Un superbe film noir, d’une beauté visuelle et sonore magnétique.
La nuit venue nous fait déambuler dans un Paris nocturne, au gré des déplacements d’un chauffeur de VTC chinois sans papier, à la merci de son employeur mafieux qui lui fait payer ses dettes. Alors qu’il rêve d’être musicien, une belle opportunité s’offre à lui, lui donnant l’espoir de s’échapper de ce quotidien épuisant. Mais un incident va mettre en péril son projet. Une nuit, il accueille dans sa voiture Naomie, danseuse dans une boite de strip-tease souterraine : intrigués l’un par l’autre, une affinité s’établit immédiatement entre eux, chacun perdu dans sa solitude.
La rencontre entre ces deux êtres torturés est passionnante : au cours de leurs courses nocturnes dans la capitale, rythmées par les hypnotiques notes de musiques des compositions de Jin - bande son électro minimaliste magnifique, signée Rone-, les deux protagonistes comprennent à quel point ils sont semblables. Brisés par le système qui les exploite, ils évoluent dans une douce mélancolie, se rattachant tant bien que mal à la beauté qu’ils trouvent dans leur monde.

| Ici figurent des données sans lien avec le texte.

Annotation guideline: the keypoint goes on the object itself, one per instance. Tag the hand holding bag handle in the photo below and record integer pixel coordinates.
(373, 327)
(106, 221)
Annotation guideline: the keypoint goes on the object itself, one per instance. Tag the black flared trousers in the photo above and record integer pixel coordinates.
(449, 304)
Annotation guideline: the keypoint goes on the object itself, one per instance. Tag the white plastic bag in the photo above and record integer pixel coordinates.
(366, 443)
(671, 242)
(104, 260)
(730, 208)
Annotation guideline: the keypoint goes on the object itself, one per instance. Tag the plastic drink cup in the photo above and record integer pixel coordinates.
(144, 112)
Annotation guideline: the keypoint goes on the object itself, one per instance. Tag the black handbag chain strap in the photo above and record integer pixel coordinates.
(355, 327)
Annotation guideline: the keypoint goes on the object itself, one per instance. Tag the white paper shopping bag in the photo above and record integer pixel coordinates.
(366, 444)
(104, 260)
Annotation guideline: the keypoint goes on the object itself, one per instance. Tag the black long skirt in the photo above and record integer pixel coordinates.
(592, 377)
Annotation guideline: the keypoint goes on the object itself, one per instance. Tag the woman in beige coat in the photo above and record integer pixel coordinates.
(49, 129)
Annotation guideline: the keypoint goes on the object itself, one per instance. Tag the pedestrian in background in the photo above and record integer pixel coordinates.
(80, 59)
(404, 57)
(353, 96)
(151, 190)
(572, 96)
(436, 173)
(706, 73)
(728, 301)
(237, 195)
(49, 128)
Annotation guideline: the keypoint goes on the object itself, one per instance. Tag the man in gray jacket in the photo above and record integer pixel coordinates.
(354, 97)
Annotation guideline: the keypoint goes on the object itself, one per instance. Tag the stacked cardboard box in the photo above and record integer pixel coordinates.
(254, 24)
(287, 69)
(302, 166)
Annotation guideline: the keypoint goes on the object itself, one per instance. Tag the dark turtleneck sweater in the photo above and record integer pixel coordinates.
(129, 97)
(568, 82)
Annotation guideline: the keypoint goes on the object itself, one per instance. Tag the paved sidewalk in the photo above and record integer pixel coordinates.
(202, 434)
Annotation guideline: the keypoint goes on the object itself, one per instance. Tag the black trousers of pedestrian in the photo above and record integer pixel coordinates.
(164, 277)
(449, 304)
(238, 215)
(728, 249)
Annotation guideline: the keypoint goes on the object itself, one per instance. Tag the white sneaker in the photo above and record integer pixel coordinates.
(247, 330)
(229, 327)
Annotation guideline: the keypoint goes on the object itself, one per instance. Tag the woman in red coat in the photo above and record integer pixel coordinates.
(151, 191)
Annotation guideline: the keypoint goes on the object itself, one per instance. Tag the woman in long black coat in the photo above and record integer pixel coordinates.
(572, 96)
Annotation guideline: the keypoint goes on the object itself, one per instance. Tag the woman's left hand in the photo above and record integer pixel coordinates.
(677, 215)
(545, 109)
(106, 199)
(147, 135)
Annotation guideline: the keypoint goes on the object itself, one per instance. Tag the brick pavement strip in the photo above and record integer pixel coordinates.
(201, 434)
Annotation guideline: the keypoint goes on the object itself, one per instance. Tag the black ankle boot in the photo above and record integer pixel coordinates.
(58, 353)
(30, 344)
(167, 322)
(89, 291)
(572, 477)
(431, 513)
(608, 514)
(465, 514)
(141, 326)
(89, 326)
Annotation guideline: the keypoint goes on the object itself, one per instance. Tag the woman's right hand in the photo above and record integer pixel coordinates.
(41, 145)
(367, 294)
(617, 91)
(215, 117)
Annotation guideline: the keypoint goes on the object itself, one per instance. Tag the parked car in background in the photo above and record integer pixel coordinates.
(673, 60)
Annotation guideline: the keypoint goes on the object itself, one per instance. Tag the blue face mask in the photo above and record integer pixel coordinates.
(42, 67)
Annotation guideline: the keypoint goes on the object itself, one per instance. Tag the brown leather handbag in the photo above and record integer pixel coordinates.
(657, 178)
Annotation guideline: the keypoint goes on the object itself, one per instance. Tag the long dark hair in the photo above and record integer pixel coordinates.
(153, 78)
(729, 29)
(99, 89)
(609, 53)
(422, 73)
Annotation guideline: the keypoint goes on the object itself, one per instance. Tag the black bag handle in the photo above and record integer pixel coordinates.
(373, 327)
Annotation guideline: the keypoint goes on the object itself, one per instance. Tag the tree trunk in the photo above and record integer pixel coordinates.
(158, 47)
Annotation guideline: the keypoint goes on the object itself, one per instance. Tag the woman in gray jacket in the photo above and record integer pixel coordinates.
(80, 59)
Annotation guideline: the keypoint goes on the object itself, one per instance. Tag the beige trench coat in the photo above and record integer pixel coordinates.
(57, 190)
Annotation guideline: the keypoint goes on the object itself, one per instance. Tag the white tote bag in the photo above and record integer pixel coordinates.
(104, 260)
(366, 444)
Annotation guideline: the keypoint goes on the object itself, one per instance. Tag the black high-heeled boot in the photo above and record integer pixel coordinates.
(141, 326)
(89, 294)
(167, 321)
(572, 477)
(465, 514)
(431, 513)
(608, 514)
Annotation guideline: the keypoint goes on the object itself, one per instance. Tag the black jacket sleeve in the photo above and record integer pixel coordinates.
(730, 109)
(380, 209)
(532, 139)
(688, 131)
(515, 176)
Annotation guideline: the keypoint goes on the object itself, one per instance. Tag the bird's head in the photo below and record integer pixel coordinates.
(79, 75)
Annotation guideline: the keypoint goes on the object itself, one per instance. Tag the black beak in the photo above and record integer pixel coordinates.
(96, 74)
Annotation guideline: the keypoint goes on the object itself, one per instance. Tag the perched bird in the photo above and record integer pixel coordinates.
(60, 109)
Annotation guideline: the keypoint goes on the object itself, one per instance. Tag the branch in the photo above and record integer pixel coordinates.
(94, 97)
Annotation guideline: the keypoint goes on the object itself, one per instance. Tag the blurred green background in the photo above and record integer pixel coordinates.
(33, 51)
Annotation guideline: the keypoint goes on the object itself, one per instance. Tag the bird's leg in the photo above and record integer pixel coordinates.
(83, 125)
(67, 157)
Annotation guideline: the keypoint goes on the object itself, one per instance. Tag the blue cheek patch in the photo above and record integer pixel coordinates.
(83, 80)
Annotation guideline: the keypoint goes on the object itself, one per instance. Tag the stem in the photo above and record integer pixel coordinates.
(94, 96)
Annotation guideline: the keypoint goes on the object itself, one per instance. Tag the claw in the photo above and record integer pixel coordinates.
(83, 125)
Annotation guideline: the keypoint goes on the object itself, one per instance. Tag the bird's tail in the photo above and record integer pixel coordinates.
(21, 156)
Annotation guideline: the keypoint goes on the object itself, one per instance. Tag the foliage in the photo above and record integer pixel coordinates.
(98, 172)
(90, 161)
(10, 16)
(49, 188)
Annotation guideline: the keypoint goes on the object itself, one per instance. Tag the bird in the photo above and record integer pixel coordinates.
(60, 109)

Le réalisateur nous transporte dans un univers de douceur et de poésie urbaine fascinante, grâce à la sensualité qui émane des personnages, grâce aux effets de cadrage très maîtrisés, aux éclairages colorés des néons et des lumières cryptiques du périphérique qui défilent dans le reflet des vitres, grâce aussi à la musique qui rythme et sublime ces moments.
On peut penser à Drive, de Nicolas Winding Refn, dans l’utilisation des codes du film noir, mais le propos du film en fait également un grand film social, s’approchant davantage de Sorry you missed you, le dernier opus de Ken Loach. Ce premier film réussi de Frédéric Farrucci nous entraîne dans des quartiers déshérités de Paris, de ruelles méconnues au périphérique, brisant les clichés touristiques. La capitale, reflet de la solitude des personnages, se révèle sombre et rongée par le vice. On y voit les vendeurs à la sauvette, les tentes des immigrés sous les ponts, les garages clandestins, l’uberisation des relations professionnelles … Le film nous plonge au cœur de l’immigration chinoise, sujet relativement peu traité dans le cinéma français, et au-delà, il évoque les conditions du métier de chauffeur VTC, décrite comme un « esclavage moderne ». Les mafieux chinois exploitent les jeunes immigrés endettés et les enferment dans un contrôle permanent, via les téléphones portables et les menaces à l'encontre de leur famille restée au pays. Leurs papiers confisqués, ces travailleurs vivent entassés dans de minuscules appartements de banlieue, et conduisent de luxueuses voitures allemandes, dont ils sont responsables sans en être propriétaires, survivant avec des maigres salaires. Quand Jin se plaint des conditions de travail, son collègue lui reproche de penser « comme un occidental ». De son côté, Noémie apporte une autre facette de la servitude contemporaine : celle des prostituées, call-girls, escortes.
Le scénario est implacable, et la mise en scène troublante instille une tension constante, rendant palpable l'angoisse diffuse ressentie par les personnages. Très vite, on sait qu'il n'y aura pas d'issue possible à leur amour et pourtant le récit progresse en continuant de nous surprendre. La nuit venue sonne juste et nous envoute : la mélancolie de ces vies saccagées et de la fragilité de leurs espérances nous hante durablement.